But this should not be regarded as a mere “stain” on Moro’s legacy: as if it is just one isolated mistake in an otherwise-noble career. Nor should Moro be viewed merely as a corrupt judge. Sergio Moro is much more than that.

It is not hyperbole to say that Moro is the greatest enemy to Brazilian democracy since the country emerged from dictatorship in 1985. The former judge’s misconduct was not the result of negligence or incompetence. It was a sustained plot to override the will of voters and the foundations of democracy through judicial tyranny, by which the right of 220 million people to be self-governed was replaced by the ideological will of a single corrupt judge.

That Moro’s corruption radically altered the 2018 election is self-evident. Though we will never know for certain what the outcome of the race would have been had Lula not been barred from running, we do know for certain that all polls showed Lula as the overwhelming favorite to win when Moro quickly and corruptly found him guilty. What we can say for certain is that Moro’s judicial misconduct, now made official by the STF, robbed Brazilians of the choice they had the right to make for themselves: whether to be governed by Jair Bolsonaro or Lula da Silva.

Moro’s judicial corruption delegitimized not only the 2018 presidential election but also the 2014 election. The winner of that election, Dilma Rousseff, was impeached and removed from office eighteen months after Brazilians chose her to be their president. Moro’s role in her impeachment was just as central, and just as corrupt, as it was for Bolsonaro’s 2018 victory.

As former Câmara President Rodrigo Maia said in a Jovem Pan interview in 2019, the idea of impeachment Dilma over pedaladas was confined to a small right-wing fringe, largely driven by an inability to accept defeat. Impeachment became a possibility for only one reason: Moro illegally tape recorded Dilma’s private conversations with Lula, and then — violating his own protocols — caused those conversations to be leaked to the press. Led by Jornal Nacional, which humiliated itself by having its two news anchors re-enacted the entire conversations as if they were novela stars, the anti-PT media exploited Moro’s unethical acts to enliven impeachment and remove Dilma from office.

Moro’s corrupt interference in Brazilian politics is so continuous and ample that it is easy to forget some of his worst transgressions: weaponizing the delação do ex-ministro Antonio Palocci prior the 2018 election, protecting tucanos while pursuing petistas for the same conduct, accepting a massive promotion from Bolsonaro after abusing his power to pave the way for his path to victory. Moro’s corruption is far more continuous than sporadic: the list of his unethical acts are too numerous to list let alone remember.

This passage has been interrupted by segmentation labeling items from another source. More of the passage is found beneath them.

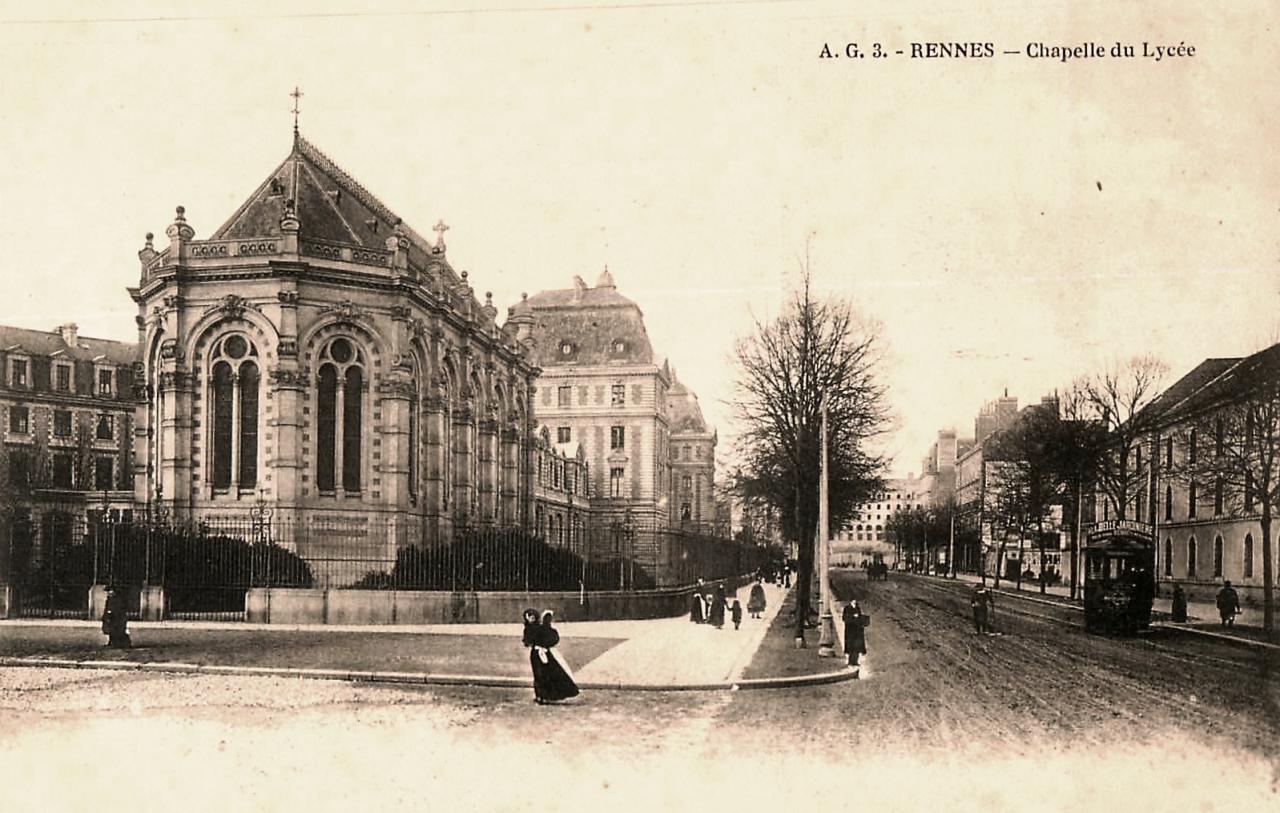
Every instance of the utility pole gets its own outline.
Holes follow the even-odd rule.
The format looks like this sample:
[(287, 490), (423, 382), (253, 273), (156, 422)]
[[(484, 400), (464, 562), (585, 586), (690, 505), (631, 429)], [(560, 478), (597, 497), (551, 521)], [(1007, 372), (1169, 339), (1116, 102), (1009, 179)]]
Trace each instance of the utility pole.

It is not an exaggeration to say that virtually every significant political event in Brazil from 2016 through today was the result not of democratic processes or self-governance, but the corrupt and ideologically driven crusade of one narcissistic, messianic, unelected low-level judge from Curitibia. Sergio Moro did not wear the same uniform as the Brazilian generals who overturned democracy in 1964 and dictatorially ruled the country for the next twenty-one years, but his contempt for democracy and his success in subverting it was at least equal to theirs.

It is a perversion of the justice system that the heroic Walter Delgatti, who exposed Moro’s corruption, is threatened with prison while the corrupt judge prances around tony neighborhoods of Washington, D.C. But history will not be nearly as kind to Moro as waiters in the upscale Georgetown restaurants and shops to which he has escaped.

Sergio Moro is not merely a disgraced judge but the prime villain in Brazilian politics and the leading enemy of basic democratic principles. He single-handedly ruined two presidential elections, unjustly imprisoned Lula and many others, and abused the power he acquired for purely selfish and self-aggrandizing ends. It may be legally inappropriate to call him a “criminal” in the strict sense of that word. But everyone of any ideology should have no trouble recognizing him as the single greatest menace to Brazilian democracy in years if not decades.